Observers: Donna Willey
Email: basina@verizon.net
Date: 09/02/2008
Time: 12:01 PM -0400
Wings outspread, yellow-rump flashing and the tail, did I mention that tail; spread out like a fan with a silky black-rimmed band running along the tip. Everywhere I look Audubon's yellow-rump has arrived on their yearly descent down the mountain. Some of them of course having never left our area but just moving higher into the mountains and some of them perhaps have been breeding elsewhere such as the west side of the crest .... it's all good, all wonderful and now they have graced my yard once more. Every time I contemplate leaving here and heading north, the birds somehow hold me, especially the warblers.

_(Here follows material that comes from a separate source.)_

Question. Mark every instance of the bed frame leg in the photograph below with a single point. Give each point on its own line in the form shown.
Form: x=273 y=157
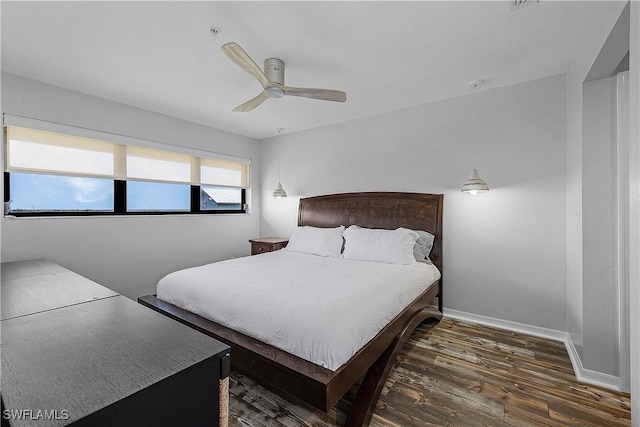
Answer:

The old, the young, male and female they come on their travels and on a hot day they love water as much as the hydrophile, the yellow warbler does when it searches out nest sites... The other day a walk along Mammoth creek I saw for the first time a golden-crowned kinglet... now the GCKI is not widely seen on the eastern side of our mountains and I have read, courtesy of David Gaines, that this little kinglet likes the west side of the crest so I was enchanted to see the little bird... usually after a big wind like we had two nights ago, one can expect at this time of year many new arrivals in the area and I was not disappointed. On my hike I saw 3 hermit warblers, 4 Nashville warblers, 2 yellow warblers, 5 Wilson's warblers several vireos (warbling & Cassins), 1 orange-crowned WA and the one golden-crowned kinglet. The photos included with this post are portraits of Audubon's yellow-rump and Nashville Warbler.